Serge Joncour

Retrouver un inédit, fouiller dans ses archives pour retrouver un fragment de texte, une pépite, une de ces phrases avec élan qui viennent comme ça d’une traite, fulgurances d’intuition sur deux trois pages dont on ne fait rien après. Quand on fait un roman, tout ne rentre pas, tout ne sait pas rentrer, alors il y a des pages entières écrites comme ça, qui restent échouées là, archivées par bonheur grâce à l’ordinateur, alors qu’avant elles se perdaient dans le silence de la nuit des pages non publiées, ces merveilleux espaces où les idées vivent seules. Un inédit pour la revue Traversées, ce serait peut-être l’occasion de saluer, de dire merci, comme ça, à des présences qui sont là, des lecteurs qui ne font pas que lire, des lecteurs, des lectrices souvent, qui au-delà de simplement aimer un livre à un moment, donnent l’envie de le faire partager.
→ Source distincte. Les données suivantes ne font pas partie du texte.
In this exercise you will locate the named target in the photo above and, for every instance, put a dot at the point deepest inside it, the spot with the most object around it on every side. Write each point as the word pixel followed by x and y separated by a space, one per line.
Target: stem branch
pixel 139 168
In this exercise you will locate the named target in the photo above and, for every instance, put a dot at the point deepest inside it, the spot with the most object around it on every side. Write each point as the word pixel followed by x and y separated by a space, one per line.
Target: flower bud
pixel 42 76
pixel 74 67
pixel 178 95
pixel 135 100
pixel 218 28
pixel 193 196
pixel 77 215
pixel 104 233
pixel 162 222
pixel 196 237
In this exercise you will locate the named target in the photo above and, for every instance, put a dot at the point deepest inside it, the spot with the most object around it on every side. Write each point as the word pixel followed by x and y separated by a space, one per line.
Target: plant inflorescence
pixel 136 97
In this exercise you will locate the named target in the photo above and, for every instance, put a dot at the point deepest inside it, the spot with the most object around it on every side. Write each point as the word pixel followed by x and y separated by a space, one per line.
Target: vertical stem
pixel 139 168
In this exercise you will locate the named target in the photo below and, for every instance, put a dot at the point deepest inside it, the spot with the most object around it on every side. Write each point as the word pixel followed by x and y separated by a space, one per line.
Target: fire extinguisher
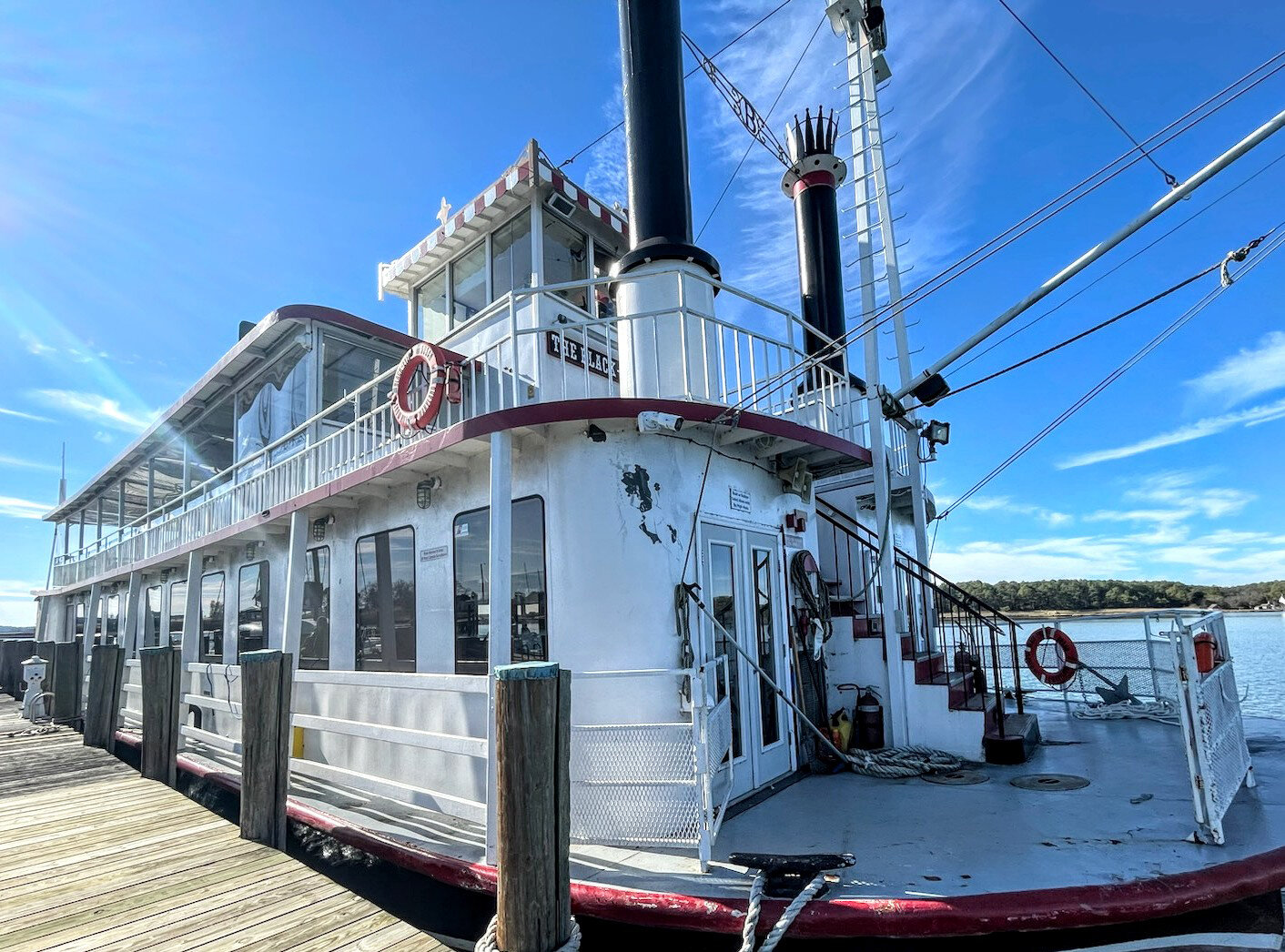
pixel 869 717
pixel 1207 653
Un livre, une fois qu’il est publié est bien seul face à son lecteur, alors la vraie chance pour ce livre, c’est quand le lecteur, une fois qu’il a refermé l’ouvrage, a envie de ne pas en rester là. On ressent cela parfois, après une lecture forte, ce désir de le dire autour de soi, d’inviter les autres à aller voir. C’est généreux, c’est humain, c’est vital surtout. C’est  à partir de là que le livre n’est pas qu’une affaire d’intimité, mais qu’il ouvre à l’autre. Un livre c’est une conversation que nous tient curieusement un volume qu’on tient affectueusement entre les mains, qu’on emmène avec soi, par la main, dans son sac, avec lequel on prend le train, et parfois même avec qui on se couche. Ce n’est pas rien un livre, pour un temps ça peut même être ce que l’on a de plus proche, pour un temps !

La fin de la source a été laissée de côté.